Tips for Creating Categories

In order to help you create better categories, you can review some tips that can help you make decisions on your approach.

Tips on Category-to-Response Ratio

When codes are created for a closed-end question, such as "When was the last time you visited our outlet store?", the categories into which the responses fall should be mutually exclusive and exhaustive. That principle does not necessarily apply to qualitative text analysis, for at least two reasons:

• First, a general rule of thumb says that the longer the text record, the more distinct the ideas and opinions expressed. Thus, the chances that a record can be assigned multiple categories is greatly increased.
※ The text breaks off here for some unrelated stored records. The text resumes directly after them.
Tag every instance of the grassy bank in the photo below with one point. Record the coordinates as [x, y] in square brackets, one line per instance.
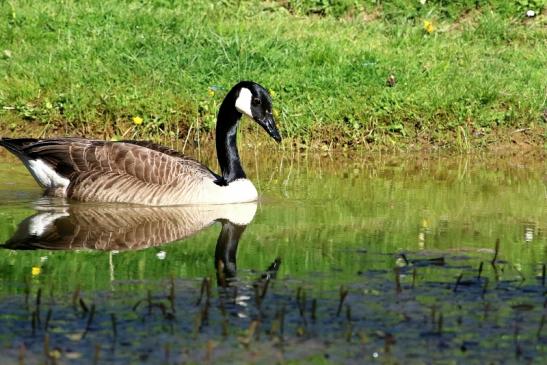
[341, 72]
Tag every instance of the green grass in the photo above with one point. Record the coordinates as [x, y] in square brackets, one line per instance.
[89, 67]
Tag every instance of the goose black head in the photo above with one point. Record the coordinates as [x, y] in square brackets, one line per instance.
[254, 101]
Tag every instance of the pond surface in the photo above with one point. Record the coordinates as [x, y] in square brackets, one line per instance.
[344, 259]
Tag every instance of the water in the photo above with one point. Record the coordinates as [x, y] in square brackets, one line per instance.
[345, 259]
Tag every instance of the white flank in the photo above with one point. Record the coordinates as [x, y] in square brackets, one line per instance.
[46, 176]
[243, 102]
[238, 191]
[39, 223]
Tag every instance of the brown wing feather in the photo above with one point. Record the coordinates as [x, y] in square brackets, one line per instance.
[112, 228]
[128, 171]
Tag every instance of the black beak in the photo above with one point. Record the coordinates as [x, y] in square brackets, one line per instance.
[268, 123]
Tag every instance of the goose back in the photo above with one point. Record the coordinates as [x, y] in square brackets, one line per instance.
[128, 171]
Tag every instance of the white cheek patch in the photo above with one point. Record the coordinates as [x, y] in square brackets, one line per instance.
[243, 102]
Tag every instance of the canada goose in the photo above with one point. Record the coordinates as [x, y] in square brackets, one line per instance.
[123, 227]
[141, 172]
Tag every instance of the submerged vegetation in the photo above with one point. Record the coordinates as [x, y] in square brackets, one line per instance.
[399, 72]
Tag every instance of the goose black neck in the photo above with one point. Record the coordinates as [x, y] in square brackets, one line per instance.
[226, 135]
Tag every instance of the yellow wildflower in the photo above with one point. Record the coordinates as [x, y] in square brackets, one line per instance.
[36, 270]
[137, 120]
[428, 26]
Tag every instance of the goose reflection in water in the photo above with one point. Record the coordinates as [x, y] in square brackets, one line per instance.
[117, 228]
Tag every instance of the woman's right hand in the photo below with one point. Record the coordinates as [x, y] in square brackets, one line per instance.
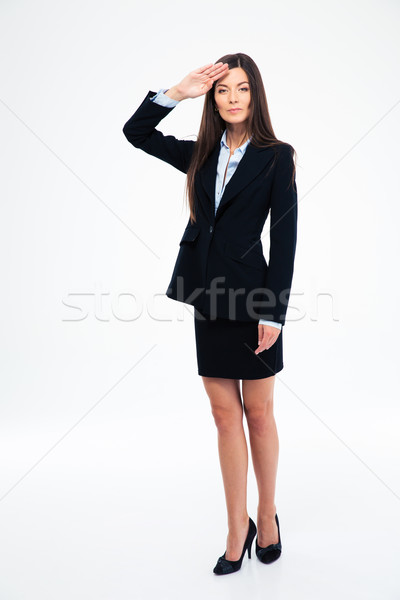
[198, 82]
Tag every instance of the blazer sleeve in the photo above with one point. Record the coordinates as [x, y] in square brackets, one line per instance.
[140, 130]
[283, 236]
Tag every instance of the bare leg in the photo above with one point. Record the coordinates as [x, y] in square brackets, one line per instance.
[227, 410]
[264, 442]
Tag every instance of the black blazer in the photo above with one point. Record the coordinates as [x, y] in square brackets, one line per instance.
[220, 268]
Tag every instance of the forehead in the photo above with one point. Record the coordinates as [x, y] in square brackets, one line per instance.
[233, 77]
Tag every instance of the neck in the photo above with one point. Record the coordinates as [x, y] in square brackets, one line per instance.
[236, 135]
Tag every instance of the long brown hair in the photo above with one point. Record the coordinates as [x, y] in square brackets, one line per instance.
[212, 125]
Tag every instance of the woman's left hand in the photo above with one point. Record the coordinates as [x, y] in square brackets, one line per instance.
[267, 336]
• Second, often there are various ways to group and interpret text records that are not logically separate. In the case of a survey with an open-ended question about the respondent's political beliefs, we could create categories, such as Liberal and Conservative, or Republican and Democrat, as well as more specific categories, such as Socially Liberal, Fiscally Conservative, and so forth. These categories do not have to be mutually exclusive and exhaustive.

Tips on Number of Categories to Create

Except in the case of an extremely simple open-ended question, it is never intuitively obvious how many categories to create. The number of categories is not really an issue of concern. Instead, category creation should flow directly from the data—as you see something interesting with respect to the objectives of this survey, you can create a category to represent those attitudes and ideas.
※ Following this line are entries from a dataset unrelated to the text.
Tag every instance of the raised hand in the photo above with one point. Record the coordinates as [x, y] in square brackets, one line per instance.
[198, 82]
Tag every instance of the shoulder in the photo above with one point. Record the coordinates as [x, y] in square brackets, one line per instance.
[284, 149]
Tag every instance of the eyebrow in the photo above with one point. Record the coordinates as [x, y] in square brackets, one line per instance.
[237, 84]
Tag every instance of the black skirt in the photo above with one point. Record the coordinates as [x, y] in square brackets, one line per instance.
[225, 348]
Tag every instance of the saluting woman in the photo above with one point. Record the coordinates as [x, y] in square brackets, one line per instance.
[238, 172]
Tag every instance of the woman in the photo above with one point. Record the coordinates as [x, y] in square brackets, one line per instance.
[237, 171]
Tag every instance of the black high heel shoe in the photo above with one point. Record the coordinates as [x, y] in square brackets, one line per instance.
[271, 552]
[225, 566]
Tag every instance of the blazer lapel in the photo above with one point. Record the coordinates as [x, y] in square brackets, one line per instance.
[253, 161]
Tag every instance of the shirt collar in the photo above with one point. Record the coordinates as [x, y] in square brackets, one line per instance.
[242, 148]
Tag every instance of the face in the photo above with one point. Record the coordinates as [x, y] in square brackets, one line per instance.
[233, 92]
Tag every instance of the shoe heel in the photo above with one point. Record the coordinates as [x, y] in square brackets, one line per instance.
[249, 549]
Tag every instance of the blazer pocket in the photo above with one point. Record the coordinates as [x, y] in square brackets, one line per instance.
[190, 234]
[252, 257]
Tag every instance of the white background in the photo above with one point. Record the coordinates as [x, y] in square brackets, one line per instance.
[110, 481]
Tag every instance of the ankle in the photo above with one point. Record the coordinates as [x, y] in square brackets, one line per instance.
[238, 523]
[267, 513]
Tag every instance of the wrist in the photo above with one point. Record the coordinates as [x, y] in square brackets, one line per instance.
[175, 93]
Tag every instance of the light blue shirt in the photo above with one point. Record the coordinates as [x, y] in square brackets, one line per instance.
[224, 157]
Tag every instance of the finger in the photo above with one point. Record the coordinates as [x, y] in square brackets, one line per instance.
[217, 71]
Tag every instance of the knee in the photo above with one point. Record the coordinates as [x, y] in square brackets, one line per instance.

• Category frequency. For a category to be useful, it has to contain a minimum number of records. One or two records may include something quite intriguing, but if they are one or two out of 1,000 records, the information they contain may not be frequent enough in the population to be practically useful.
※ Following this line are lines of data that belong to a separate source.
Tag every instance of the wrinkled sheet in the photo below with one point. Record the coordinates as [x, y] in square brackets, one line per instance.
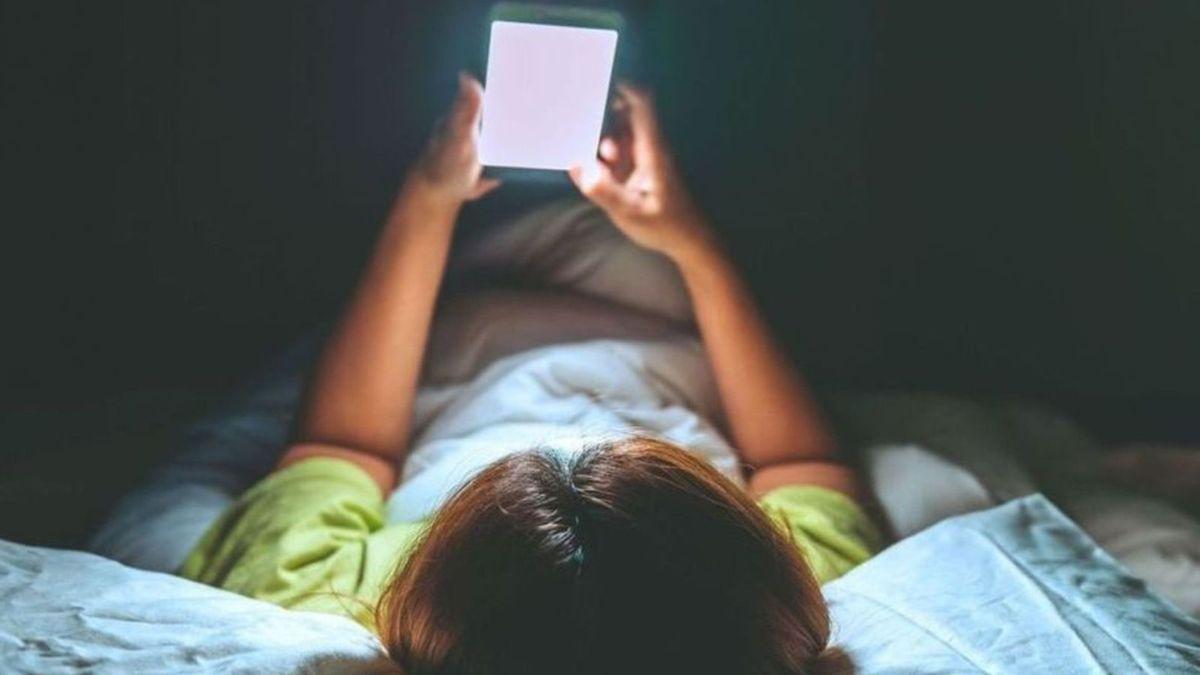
[1017, 589]
[599, 346]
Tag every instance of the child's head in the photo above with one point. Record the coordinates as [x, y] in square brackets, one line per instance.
[634, 556]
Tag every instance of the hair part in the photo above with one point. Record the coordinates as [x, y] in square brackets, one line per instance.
[631, 556]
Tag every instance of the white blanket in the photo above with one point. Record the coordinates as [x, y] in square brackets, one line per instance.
[601, 346]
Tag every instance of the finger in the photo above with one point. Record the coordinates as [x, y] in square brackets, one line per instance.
[643, 120]
[610, 150]
[468, 106]
[595, 181]
[483, 187]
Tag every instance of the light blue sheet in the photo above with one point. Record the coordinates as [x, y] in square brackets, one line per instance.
[1017, 589]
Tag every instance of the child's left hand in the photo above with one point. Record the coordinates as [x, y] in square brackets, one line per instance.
[450, 167]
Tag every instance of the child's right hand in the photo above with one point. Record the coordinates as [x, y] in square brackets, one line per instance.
[636, 183]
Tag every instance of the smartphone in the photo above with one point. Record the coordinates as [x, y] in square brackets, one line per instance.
[547, 84]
• Complexity. The more categories you create, the more information you have to review and summarize after completing the analysis. However, too many categories, while adding complexity, may not add useful detail.

Unfortunately, there are no rules for determining how many categories are too many or for determining the minimum number of records per category. You will have to make such determinations based on the demands of your particular situation.

We can, however, offer advice about where to start. Although the number of categories should not be excessive, in the early stages of the analysis it is better to have too many rather than too few categories. It is easier to group categories that are relatively similar than to split off cases into new categories, so a strategy of working from more to fewer categories is usually the best practice. Given the iterative nature of text mining and the ease with which it can be accomplished with this software program, building more categories is acceptable at the start.